REGARDING the Sunday National article about the proposed Flamingo Land development in Balloch (Plea to government as opposition grows to Flamingo Land plan in national park, July 28), I am in total agreement with the opposition to said development from Ross Greer (and most locals).

READ MORE: Plea to minister over Flamingo Land Loch Lomond development

I was in Balloch yesterday and, as often happens, struggled to cross the road in the face of continuous traffic. Balloch is effectively full summer and winter, and certainly doesn’t need a new and potentially disruptive development.

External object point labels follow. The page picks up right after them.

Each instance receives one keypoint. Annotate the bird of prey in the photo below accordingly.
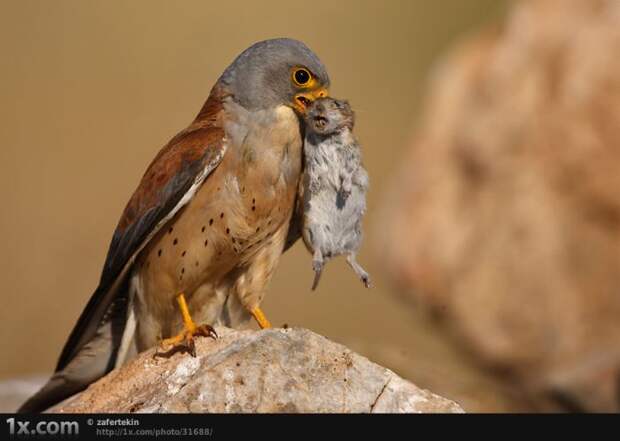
(202, 234)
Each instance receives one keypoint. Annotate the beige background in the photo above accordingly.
(91, 90)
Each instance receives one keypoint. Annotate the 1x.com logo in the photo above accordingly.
(20, 428)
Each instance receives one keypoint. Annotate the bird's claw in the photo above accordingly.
(184, 341)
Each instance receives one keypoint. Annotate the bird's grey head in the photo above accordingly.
(276, 72)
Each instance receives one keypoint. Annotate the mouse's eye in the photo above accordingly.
(301, 76)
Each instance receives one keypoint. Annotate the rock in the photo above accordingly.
(276, 370)
(506, 219)
(13, 392)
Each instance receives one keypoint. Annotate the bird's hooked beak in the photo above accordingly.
(303, 101)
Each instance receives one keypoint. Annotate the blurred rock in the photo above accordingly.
(506, 220)
(14, 392)
(278, 370)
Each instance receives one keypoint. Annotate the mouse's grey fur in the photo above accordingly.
(334, 186)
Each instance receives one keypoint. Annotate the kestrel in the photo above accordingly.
(202, 234)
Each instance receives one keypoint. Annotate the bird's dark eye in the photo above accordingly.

I frequently walk through the area due to be developed between the village and Loch Lomond Shores and have got into the habit of counting the number of people using this lovely pathway. The other day, in the space of five or six minutes I counted well over a hundred. What a loss that would be to locals and tourists alike, while the potential chaos during any construction period doesn’t bear thinking about.

Incidentally, I love the Loch Lomond Brewery and its many wonderful beers (not to mention its very nice owners!), but surely somewhere can be found for their much-needed expansion without destroying this beautiful area.

Ian Baillie

INDIVIDUALS calling for a unilateral declaration of independence now have got it wrong; by-passing legal procedures would have serious consequences. Nicola Sturgeon is correct to wait and see what eventually happens between the UK and the EU. In 2014 the Scottish electorate voted to stay in the UK because it was, amongst other things, the best route to remaining in the EU. Despite the ultra-right-wing rhetoric heard every day in England there is still a possibility that the UK will not leave or alternatively secure a deal which mirrors, in some way, the single market and customs union which satisfies Scotland’s requirements.

Wouldn’t we look foolish if such a deal prevented Scotland securing early membership of the EU?

Mike Underwood

PATRICK Harvie’s column (UK has never had a more right-wing government, July 26) provides an excellent explanation of the present terrifying Johnson Cabinet, and I say this as someone who grew up under Thatcherism.

READ MORE: Patrick Harvie: The UK has never had a more right-wing Government

We have slid backwards into a nightmare, surely? Nicola needs to rally all of us now to fulfill Alasdair Gray’s wonderful statement, “work as if you live in the early days of a better nation”. Too many nightmares spring to mind. We in Scotland must act now.